Telephone numbers in San Marino
- Country: San Marino
- Continent: Europe
- Country code: 378
- International access: 00
- Long-distance: none

= Telephone numbers in San Marino =

Telephone numbers in San Marino have six to ten digits. Numbers starting with either 0, 8 or 9 are assigned to landlines, 6 is used for mobile services, 5 for IP telephony services and 7 for premium numbers. No trunk prefixes are used: all the digits are always dialed.

The country code for San Marino is 378. However, landlines are also reachable via the Italian country code 39.

The international call prefix is 00. The emergency numbers are 112/113 (police), 115 (fire) and 118 (ambulance).

== History ==
Until 1996, San Marino was part of the Italian telephone numbering plan, using the Italian area code 0549. In 1996, the country adopted country code 378, although existing dialing arrangements between San Marino and Italy continued without change.
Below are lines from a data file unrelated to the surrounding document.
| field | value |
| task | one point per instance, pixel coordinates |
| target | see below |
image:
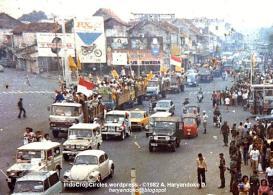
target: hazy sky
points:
(243, 14)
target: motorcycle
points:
(217, 120)
(200, 97)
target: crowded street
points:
(166, 167)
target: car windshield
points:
(65, 111)
(28, 154)
(188, 121)
(28, 186)
(137, 115)
(80, 132)
(163, 104)
(152, 84)
(114, 118)
(86, 159)
(164, 127)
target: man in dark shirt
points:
(21, 108)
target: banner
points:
(90, 40)
(53, 44)
(119, 59)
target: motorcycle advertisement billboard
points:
(55, 44)
(90, 40)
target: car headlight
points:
(83, 147)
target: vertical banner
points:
(90, 40)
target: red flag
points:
(85, 87)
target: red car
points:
(190, 127)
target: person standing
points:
(254, 157)
(205, 121)
(269, 175)
(222, 167)
(254, 183)
(21, 108)
(225, 131)
(201, 170)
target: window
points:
(49, 154)
(56, 151)
(101, 159)
(46, 185)
(53, 179)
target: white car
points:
(40, 183)
(90, 167)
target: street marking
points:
(26, 92)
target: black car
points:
(166, 133)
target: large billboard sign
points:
(90, 40)
(55, 44)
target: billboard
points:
(53, 44)
(90, 40)
(119, 59)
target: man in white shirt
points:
(227, 102)
(254, 157)
(269, 174)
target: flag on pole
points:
(115, 74)
(85, 87)
(176, 61)
(79, 65)
(71, 63)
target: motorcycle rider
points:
(200, 95)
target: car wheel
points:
(55, 134)
(66, 157)
(122, 136)
(112, 170)
(177, 143)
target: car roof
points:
(168, 119)
(91, 152)
(189, 115)
(39, 145)
(36, 176)
(85, 126)
(164, 100)
(160, 114)
(119, 112)
(67, 104)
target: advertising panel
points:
(53, 44)
(90, 40)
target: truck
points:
(64, 114)
(117, 100)
(176, 84)
(157, 87)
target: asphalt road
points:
(161, 168)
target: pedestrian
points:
(269, 174)
(225, 131)
(244, 186)
(254, 183)
(201, 170)
(264, 189)
(222, 167)
(205, 121)
(227, 101)
(21, 108)
(254, 158)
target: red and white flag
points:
(85, 87)
(176, 61)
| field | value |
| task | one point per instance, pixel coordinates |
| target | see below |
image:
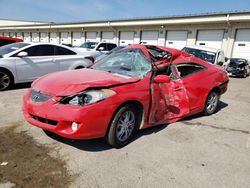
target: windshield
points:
(90, 45)
(202, 54)
(11, 47)
(236, 62)
(127, 62)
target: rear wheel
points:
(6, 80)
(123, 126)
(245, 74)
(211, 103)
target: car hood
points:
(66, 83)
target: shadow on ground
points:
(21, 86)
(96, 145)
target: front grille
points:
(37, 96)
(43, 120)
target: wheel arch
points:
(139, 108)
(11, 74)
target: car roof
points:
(204, 48)
(11, 38)
(178, 55)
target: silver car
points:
(25, 62)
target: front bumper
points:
(92, 120)
(236, 72)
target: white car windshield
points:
(90, 45)
(12, 47)
(202, 54)
(127, 62)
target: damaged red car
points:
(134, 88)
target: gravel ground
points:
(211, 151)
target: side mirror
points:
(220, 63)
(101, 49)
(167, 56)
(162, 79)
(22, 54)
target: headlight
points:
(88, 97)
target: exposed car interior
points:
(158, 54)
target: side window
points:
(221, 57)
(41, 50)
(111, 46)
(63, 51)
(186, 69)
(4, 42)
(104, 45)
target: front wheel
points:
(211, 103)
(123, 126)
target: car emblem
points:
(35, 97)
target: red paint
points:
(163, 101)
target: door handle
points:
(178, 88)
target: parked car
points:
(108, 53)
(131, 89)
(25, 62)
(211, 55)
(8, 40)
(238, 67)
(94, 49)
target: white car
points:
(92, 50)
(25, 62)
(211, 55)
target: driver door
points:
(169, 100)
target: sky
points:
(90, 10)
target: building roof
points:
(212, 17)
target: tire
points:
(245, 74)
(123, 126)
(211, 103)
(6, 80)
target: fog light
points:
(74, 126)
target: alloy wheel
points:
(125, 125)
(4, 80)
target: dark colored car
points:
(8, 40)
(238, 67)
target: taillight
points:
(90, 58)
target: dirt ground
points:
(29, 163)
(211, 151)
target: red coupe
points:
(134, 88)
(8, 40)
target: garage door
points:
(242, 44)
(176, 39)
(19, 35)
(210, 38)
(44, 37)
(90, 36)
(108, 36)
(35, 37)
(12, 34)
(26, 37)
(149, 37)
(127, 37)
(53, 38)
(6, 34)
(64, 36)
(76, 38)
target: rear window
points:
(4, 42)
(12, 47)
(186, 69)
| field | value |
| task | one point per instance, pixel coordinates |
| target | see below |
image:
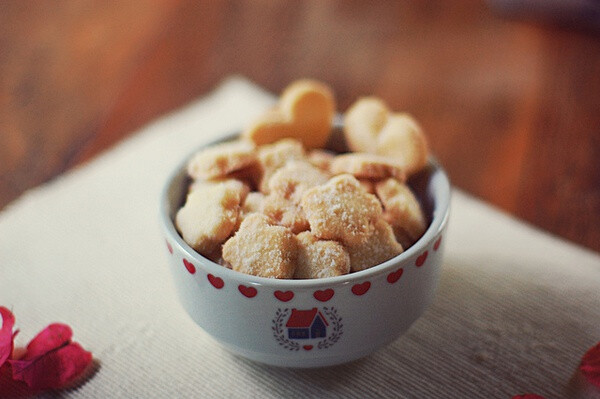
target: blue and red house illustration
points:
(306, 324)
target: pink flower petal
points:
(590, 365)
(6, 334)
(50, 338)
(54, 369)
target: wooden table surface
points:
(512, 108)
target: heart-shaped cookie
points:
(369, 126)
(305, 112)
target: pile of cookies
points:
(275, 204)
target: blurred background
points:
(508, 92)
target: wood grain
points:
(512, 109)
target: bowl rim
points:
(440, 211)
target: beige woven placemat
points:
(514, 313)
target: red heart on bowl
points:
(249, 292)
(284, 296)
(190, 266)
(217, 282)
(324, 295)
(361, 289)
(421, 259)
(395, 276)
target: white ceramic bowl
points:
(310, 323)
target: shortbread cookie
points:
(341, 210)
(402, 138)
(274, 156)
(253, 202)
(320, 258)
(261, 249)
(381, 245)
(221, 159)
(320, 158)
(367, 185)
(285, 212)
(369, 126)
(209, 216)
(293, 179)
(305, 112)
(403, 210)
(367, 166)
(234, 184)
(362, 123)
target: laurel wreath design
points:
(279, 331)
(336, 324)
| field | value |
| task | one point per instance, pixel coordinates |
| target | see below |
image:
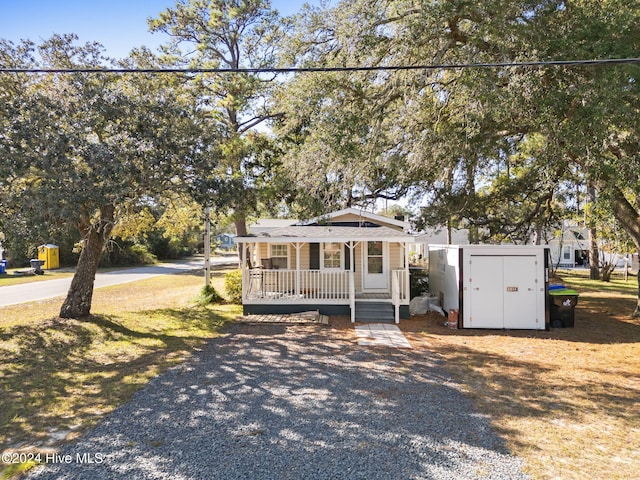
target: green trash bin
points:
(563, 303)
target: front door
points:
(376, 270)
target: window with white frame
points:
(332, 256)
(280, 256)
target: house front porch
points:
(331, 292)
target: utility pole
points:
(207, 246)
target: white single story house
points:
(348, 262)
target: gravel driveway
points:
(303, 402)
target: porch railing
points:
(400, 291)
(279, 286)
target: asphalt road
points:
(31, 292)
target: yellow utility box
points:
(51, 256)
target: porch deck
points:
(318, 288)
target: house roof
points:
(375, 218)
(266, 224)
(328, 233)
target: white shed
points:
(492, 286)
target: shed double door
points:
(502, 291)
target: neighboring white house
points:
(348, 262)
(569, 247)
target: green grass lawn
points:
(579, 280)
(59, 377)
(10, 279)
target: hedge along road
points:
(31, 292)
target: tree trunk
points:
(241, 231)
(594, 255)
(629, 218)
(636, 312)
(78, 302)
(594, 260)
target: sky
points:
(119, 25)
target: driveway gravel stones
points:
(293, 402)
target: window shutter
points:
(314, 256)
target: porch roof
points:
(328, 233)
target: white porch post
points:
(407, 280)
(245, 274)
(352, 280)
(207, 247)
(298, 247)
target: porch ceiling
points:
(317, 234)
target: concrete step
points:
(374, 312)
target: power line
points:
(444, 66)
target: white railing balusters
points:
(278, 286)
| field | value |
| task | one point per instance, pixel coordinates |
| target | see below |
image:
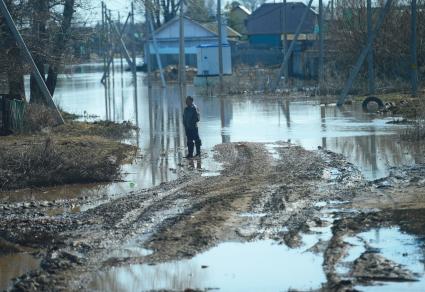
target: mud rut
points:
(180, 219)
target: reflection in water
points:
(401, 248)
(15, 265)
(253, 266)
(366, 140)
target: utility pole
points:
(413, 52)
(182, 59)
(362, 57)
(220, 45)
(370, 71)
(147, 45)
(104, 59)
(24, 49)
(156, 48)
(133, 57)
(275, 84)
(321, 42)
(285, 42)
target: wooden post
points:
(220, 45)
(23, 47)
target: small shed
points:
(207, 60)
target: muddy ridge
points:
(289, 186)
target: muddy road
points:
(276, 192)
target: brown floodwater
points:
(367, 140)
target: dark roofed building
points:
(267, 24)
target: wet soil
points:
(76, 152)
(275, 193)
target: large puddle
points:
(365, 139)
(253, 266)
(397, 246)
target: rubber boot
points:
(198, 150)
(190, 150)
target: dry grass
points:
(76, 152)
(46, 161)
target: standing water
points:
(367, 140)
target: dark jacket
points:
(190, 117)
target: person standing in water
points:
(190, 121)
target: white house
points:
(196, 34)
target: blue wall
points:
(265, 39)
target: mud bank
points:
(280, 193)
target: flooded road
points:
(278, 202)
(365, 139)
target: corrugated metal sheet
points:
(269, 19)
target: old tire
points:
(370, 99)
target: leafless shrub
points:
(47, 161)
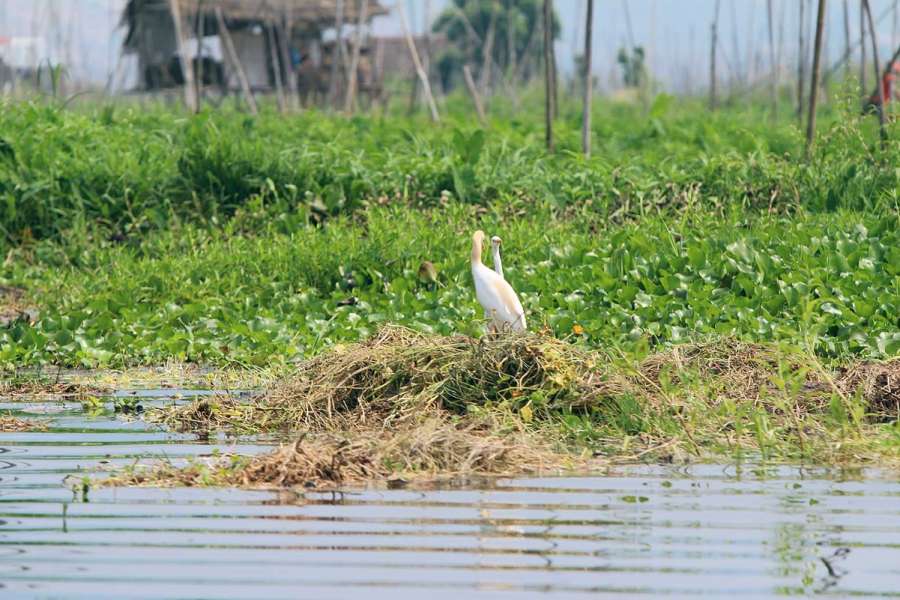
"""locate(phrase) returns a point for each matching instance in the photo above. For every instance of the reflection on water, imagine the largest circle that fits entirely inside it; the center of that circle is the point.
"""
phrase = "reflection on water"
(688, 531)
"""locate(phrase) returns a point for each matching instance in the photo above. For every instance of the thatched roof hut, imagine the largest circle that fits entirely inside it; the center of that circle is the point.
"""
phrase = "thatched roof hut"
(151, 33)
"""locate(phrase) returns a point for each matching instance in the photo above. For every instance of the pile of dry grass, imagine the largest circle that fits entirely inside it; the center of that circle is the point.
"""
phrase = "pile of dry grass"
(879, 384)
(405, 404)
(400, 373)
(436, 449)
(33, 389)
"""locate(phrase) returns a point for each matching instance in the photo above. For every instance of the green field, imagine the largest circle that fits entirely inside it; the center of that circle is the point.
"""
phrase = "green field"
(147, 237)
(144, 236)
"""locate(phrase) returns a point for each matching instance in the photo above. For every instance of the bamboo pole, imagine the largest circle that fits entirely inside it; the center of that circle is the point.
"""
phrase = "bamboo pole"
(473, 92)
(510, 41)
(336, 57)
(488, 51)
(187, 65)
(353, 75)
(882, 104)
(553, 65)
(814, 85)
(862, 52)
(232, 57)
(588, 79)
(199, 29)
(287, 27)
(801, 60)
(713, 98)
(276, 69)
(846, 38)
(420, 70)
(548, 74)
(773, 91)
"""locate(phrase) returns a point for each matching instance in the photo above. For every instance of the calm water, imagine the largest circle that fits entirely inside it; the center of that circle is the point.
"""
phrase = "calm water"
(641, 530)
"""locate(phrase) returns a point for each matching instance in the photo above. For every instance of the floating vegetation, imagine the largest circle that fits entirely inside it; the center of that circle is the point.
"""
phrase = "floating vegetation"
(10, 424)
(406, 405)
(23, 388)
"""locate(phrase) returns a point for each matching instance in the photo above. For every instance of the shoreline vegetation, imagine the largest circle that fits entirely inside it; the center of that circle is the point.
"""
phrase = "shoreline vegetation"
(695, 289)
(404, 407)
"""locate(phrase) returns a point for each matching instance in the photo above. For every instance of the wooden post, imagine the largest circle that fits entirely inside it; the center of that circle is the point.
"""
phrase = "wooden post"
(555, 71)
(588, 79)
(814, 86)
(473, 92)
(284, 37)
(862, 52)
(199, 30)
(337, 55)
(187, 65)
(510, 41)
(801, 60)
(487, 50)
(773, 85)
(353, 75)
(548, 74)
(276, 68)
(232, 57)
(846, 39)
(714, 30)
(883, 103)
(423, 77)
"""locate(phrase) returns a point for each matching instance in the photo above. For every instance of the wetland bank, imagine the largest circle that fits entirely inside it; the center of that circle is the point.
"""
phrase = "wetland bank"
(736, 302)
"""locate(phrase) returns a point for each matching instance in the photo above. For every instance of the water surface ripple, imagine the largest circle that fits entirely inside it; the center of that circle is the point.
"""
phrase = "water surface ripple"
(703, 530)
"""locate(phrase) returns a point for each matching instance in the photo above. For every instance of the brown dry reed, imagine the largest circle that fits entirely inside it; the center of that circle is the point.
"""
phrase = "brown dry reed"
(405, 405)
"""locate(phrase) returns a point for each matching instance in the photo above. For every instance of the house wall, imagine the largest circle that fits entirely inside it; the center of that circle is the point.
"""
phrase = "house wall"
(253, 54)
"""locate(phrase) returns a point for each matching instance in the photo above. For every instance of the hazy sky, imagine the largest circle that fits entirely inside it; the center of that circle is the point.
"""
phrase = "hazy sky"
(676, 33)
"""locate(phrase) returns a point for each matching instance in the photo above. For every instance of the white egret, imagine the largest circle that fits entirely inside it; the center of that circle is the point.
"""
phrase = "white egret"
(501, 305)
(495, 253)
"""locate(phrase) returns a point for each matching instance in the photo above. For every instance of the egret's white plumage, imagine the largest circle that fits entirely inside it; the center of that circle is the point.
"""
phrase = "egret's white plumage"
(495, 254)
(501, 305)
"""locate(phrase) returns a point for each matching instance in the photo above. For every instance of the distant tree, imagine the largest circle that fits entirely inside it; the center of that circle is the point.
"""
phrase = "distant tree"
(521, 51)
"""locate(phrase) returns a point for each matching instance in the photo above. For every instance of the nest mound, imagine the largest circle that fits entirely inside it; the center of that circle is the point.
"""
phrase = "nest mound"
(879, 384)
(399, 374)
(10, 424)
(405, 404)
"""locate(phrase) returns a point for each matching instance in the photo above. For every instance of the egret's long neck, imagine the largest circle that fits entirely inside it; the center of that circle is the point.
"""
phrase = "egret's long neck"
(476, 251)
(498, 265)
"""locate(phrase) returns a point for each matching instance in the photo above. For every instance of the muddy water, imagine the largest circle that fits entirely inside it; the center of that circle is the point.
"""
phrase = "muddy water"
(640, 530)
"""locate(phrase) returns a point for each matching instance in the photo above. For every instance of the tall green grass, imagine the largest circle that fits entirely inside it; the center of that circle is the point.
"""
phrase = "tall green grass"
(122, 171)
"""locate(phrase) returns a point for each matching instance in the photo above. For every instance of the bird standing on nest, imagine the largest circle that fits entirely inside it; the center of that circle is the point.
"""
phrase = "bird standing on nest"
(501, 306)
(495, 254)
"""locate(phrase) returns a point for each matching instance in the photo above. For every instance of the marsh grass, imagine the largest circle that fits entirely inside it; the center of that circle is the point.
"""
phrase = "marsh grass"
(406, 405)
(11, 424)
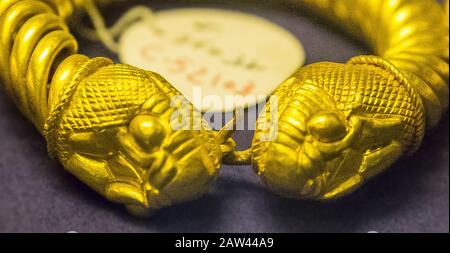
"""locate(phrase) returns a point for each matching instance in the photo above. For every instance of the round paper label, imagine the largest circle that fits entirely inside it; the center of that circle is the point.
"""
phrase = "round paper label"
(218, 59)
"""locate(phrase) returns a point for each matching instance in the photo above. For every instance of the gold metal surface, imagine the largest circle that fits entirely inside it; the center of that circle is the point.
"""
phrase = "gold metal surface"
(111, 125)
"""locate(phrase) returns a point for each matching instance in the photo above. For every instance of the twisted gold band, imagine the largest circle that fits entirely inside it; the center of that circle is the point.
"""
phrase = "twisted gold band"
(339, 124)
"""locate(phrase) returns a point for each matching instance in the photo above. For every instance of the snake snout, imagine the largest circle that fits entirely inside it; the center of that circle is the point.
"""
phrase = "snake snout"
(327, 127)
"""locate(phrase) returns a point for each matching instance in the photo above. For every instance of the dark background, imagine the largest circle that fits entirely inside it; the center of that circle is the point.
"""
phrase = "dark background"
(37, 195)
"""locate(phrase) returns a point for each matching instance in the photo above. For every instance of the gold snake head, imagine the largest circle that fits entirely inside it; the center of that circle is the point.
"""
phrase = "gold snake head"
(115, 131)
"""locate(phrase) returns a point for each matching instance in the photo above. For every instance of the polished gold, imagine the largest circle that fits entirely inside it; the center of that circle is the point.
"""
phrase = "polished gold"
(340, 124)
(111, 125)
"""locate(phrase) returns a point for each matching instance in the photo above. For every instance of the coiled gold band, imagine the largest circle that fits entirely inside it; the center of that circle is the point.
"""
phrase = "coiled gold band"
(373, 109)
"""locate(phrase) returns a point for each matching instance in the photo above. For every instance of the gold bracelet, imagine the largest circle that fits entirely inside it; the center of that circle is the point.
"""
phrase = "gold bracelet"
(338, 124)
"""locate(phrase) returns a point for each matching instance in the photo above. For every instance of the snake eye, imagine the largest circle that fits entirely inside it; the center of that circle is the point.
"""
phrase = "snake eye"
(327, 127)
(147, 131)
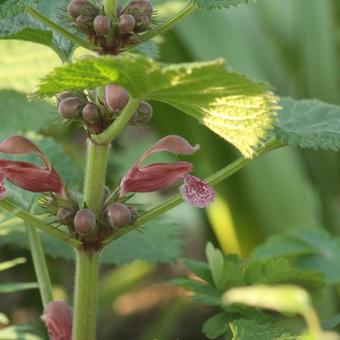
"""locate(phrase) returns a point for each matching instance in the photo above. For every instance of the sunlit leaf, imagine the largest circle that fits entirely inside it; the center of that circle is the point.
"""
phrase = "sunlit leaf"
(237, 109)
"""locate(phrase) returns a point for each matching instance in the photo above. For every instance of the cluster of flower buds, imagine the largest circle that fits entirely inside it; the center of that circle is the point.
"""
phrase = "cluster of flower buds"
(76, 106)
(111, 33)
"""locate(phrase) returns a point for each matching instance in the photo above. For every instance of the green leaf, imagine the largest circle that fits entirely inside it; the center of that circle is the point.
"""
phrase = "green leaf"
(19, 332)
(14, 287)
(231, 105)
(309, 124)
(215, 4)
(11, 8)
(12, 263)
(18, 115)
(316, 250)
(279, 270)
(216, 325)
(251, 330)
(23, 27)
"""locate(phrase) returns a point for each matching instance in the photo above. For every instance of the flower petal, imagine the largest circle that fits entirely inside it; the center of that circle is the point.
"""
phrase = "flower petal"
(196, 192)
(2, 186)
(19, 145)
(153, 177)
(30, 177)
(58, 320)
(174, 144)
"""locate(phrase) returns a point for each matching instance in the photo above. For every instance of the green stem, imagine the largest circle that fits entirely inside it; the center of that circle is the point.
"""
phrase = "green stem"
(188, 9)
(40, 265)
(212, 180)
(97, 156)
(85, 296)
(119, 124)
(55, 27)
(37, 223)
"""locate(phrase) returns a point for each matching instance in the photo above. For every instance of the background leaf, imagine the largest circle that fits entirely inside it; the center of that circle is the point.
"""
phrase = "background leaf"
(309, 124)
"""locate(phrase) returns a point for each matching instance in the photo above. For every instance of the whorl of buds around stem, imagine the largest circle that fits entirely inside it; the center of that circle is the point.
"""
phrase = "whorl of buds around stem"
(115, 98)
(118, 215)
(85, 222)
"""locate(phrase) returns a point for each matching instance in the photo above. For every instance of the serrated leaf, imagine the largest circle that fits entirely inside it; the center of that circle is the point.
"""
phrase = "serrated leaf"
(231, 105)
(23, 27)
(309, 124)
(279, 270)
(16, 287)
(215, 4)
(251, 330)
(11, 8)
(319, 251)
(216, 325)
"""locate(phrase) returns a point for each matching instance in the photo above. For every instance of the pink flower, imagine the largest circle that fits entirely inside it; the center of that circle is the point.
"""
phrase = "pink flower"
(160, 175)
(26, 175)
(58, 320)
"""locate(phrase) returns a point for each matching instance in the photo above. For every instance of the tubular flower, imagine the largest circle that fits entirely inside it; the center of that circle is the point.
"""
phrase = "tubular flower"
(58, 320)
(26, 175)
(158, 176)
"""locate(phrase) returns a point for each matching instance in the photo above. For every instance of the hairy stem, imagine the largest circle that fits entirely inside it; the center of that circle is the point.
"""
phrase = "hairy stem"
(56, 28)
(119, 124)
(37, 223)
(212, 180)
(188, 9)
(85, 296)
(97, 156)
(40, 265)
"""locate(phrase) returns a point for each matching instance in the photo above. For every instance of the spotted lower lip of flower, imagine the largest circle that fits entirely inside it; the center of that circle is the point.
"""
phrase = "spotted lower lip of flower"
(26, 175)
(196, 192)
(158, 176)
(58, 320)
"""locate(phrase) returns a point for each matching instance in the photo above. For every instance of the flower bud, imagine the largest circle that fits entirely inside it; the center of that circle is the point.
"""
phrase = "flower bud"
(145, 112)
(84, 24)
(90, 112)
(115, 98)
(101, 25)
(75, 7)
(127, 23)
(64, 214)
(139, 7)
(84, 222)
(118, 215)
(142, 24)
(70, 108)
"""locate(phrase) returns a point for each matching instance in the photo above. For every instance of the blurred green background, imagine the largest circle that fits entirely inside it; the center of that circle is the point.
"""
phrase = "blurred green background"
(294, 46)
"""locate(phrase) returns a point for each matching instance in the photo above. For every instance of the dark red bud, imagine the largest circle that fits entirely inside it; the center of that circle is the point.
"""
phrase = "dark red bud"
(90, 112)
(101, 25)
(134, 118)
(70, 108)
(84, 24)
(127, 23)
(64, 214)
(145, 112)
(136, 7)
(75, 7)
(142, 24)
(115, 98)
(84, 222)
(118, 215)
In 1998, as Italy switched to a closed dialing plan, San Marino incorporated the 0549 area code into its subscriber numbers.

A telephone number in San Marino may be reached as follows:
- 0549 xxx xxx: from Italy
- +378 xxx xxx: from all other countries
- +39 0549 xxx xxx: from other countries, using the Italian country code
- +378 0549 xxx xxx: from other countries, using the San Marino country code and the Italian area code

Previously, country code 295 had been allocated to San Marino by the International Telecommunication Union in the late 1980s.